Dans ce genre d’affaires en particulier, le simple écoulement du temps peut avoir des effets irréversibles. Or, je constate que des rencontres entre le requérant et son fils, en présence d’un psychologue, dans un centre de l’assistance sociale destiné aux enfants n’ont été organisées qu’à partir du 19 février 2003. Il n’est pas étonnant qu’après presque sept ans cela n’ait pas été facile. A titre subsidiaire, je relève qu’après cette première série de rencontres, d’une part le psychologue a semble-t-il proposé de ne pas les poursuivre et, d’autre part, la mère a demandé l’interdiction de tout contact entre le requérant et leur fils : ainsi donc, le requérant serait appelé à être père uniquement en ce qui concerne le paiement d’une pension alimentaire.
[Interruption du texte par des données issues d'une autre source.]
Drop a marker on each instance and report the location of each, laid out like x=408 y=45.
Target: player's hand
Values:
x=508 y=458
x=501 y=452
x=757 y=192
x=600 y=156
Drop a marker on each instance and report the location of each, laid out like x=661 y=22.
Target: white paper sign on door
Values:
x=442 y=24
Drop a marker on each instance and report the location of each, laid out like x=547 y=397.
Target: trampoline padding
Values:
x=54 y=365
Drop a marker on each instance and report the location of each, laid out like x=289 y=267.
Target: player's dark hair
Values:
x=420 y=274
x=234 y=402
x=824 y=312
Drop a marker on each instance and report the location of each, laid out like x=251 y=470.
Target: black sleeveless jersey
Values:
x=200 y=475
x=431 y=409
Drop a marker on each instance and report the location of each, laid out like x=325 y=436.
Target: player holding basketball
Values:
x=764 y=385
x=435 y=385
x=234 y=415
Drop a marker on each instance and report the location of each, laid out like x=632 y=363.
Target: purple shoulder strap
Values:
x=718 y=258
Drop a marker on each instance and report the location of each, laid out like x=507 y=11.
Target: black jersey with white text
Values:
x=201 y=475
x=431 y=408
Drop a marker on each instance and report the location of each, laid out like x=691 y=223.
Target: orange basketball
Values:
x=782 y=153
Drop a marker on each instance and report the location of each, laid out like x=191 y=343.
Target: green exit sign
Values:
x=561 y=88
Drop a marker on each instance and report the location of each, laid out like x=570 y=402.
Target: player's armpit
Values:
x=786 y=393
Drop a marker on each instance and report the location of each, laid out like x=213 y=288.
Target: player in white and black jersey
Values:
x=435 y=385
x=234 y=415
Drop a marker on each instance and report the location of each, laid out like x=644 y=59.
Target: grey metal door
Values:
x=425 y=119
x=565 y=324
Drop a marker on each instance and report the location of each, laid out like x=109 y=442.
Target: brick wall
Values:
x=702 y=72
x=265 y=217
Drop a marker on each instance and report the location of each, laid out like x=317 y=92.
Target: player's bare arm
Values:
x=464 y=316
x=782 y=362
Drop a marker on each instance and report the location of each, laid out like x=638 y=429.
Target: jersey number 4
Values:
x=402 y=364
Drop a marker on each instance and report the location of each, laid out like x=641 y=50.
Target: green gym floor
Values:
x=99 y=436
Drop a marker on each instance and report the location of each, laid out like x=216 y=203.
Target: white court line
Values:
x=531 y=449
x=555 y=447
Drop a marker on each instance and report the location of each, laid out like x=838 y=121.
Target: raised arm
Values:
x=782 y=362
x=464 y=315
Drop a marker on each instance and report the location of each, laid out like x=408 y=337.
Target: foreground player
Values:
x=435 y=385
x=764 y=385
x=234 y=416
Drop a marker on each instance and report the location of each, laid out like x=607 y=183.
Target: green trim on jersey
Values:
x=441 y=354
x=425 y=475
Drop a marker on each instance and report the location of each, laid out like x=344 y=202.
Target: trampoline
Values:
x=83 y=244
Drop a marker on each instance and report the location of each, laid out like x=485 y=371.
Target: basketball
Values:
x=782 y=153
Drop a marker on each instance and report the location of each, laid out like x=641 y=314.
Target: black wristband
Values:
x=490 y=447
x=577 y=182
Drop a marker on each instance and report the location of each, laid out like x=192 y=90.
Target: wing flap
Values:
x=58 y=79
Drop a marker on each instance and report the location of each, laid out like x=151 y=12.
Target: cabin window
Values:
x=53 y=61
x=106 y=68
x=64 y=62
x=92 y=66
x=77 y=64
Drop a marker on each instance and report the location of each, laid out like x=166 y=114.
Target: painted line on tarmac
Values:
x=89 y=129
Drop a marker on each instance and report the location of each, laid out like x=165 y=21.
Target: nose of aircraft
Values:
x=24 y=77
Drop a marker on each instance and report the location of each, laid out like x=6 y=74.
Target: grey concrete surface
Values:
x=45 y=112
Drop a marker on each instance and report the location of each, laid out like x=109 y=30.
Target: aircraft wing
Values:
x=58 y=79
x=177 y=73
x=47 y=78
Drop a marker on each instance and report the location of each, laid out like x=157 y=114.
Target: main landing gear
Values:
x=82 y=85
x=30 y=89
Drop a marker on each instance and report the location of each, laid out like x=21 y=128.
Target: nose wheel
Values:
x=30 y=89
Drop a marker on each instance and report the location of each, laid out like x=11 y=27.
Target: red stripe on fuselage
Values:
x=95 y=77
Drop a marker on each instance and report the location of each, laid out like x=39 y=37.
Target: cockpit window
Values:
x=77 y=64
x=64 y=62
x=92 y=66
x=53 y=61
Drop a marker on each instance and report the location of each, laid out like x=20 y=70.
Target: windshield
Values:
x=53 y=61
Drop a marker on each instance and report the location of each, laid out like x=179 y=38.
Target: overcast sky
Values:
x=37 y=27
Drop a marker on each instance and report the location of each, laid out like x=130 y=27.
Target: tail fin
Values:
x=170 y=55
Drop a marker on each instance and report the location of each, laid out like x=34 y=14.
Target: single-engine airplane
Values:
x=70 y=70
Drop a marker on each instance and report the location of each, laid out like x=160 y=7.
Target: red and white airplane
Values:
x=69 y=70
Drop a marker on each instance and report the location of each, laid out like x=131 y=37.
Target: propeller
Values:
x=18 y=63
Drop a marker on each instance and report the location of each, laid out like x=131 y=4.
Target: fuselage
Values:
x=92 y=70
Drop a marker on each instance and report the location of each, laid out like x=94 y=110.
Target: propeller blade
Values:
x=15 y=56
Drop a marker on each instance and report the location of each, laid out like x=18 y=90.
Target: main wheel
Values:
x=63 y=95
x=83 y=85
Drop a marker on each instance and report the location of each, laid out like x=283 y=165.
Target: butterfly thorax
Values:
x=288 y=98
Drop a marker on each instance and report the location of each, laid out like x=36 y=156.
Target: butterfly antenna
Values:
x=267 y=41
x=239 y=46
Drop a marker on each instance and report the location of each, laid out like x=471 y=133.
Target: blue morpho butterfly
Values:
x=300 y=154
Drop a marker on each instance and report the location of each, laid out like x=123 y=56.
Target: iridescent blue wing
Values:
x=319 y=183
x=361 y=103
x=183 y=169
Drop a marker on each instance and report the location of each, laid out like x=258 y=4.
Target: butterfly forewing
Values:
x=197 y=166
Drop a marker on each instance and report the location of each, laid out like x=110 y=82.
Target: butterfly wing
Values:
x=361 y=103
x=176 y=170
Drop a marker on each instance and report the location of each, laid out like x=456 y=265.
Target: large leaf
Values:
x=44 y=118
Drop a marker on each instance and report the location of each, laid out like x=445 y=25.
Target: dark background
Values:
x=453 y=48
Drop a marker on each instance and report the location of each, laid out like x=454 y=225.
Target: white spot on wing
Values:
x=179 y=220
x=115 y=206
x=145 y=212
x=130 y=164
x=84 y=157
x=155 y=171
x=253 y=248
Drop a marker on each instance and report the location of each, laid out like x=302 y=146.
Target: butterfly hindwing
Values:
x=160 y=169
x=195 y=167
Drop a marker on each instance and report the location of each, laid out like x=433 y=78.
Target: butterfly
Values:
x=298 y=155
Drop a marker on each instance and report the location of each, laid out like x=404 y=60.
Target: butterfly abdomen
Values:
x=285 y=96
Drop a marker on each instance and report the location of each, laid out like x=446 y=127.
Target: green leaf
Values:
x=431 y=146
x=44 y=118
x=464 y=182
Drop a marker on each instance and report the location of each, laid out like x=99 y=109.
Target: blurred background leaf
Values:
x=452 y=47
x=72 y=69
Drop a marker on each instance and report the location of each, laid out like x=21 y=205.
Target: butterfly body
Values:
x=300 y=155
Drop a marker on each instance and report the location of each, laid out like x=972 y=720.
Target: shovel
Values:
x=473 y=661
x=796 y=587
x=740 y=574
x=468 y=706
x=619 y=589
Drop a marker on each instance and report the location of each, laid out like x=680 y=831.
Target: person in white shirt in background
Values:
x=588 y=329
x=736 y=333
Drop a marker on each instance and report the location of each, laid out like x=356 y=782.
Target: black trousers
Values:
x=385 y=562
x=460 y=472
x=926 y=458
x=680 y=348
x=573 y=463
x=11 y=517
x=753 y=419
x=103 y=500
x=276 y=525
A la lumière de tous les éléments du dossier, je considère que les autorités tchèques ont omis de déployer tous les efforts adéquats et suffisants pour faire respecter le droit de visite du requérant vis-à-vis de son fils, méconnaissant ainsi son droit au respect de la vie familiale.

Je conclus donc qu’il y a eu violation de l’article 8 de la Convention.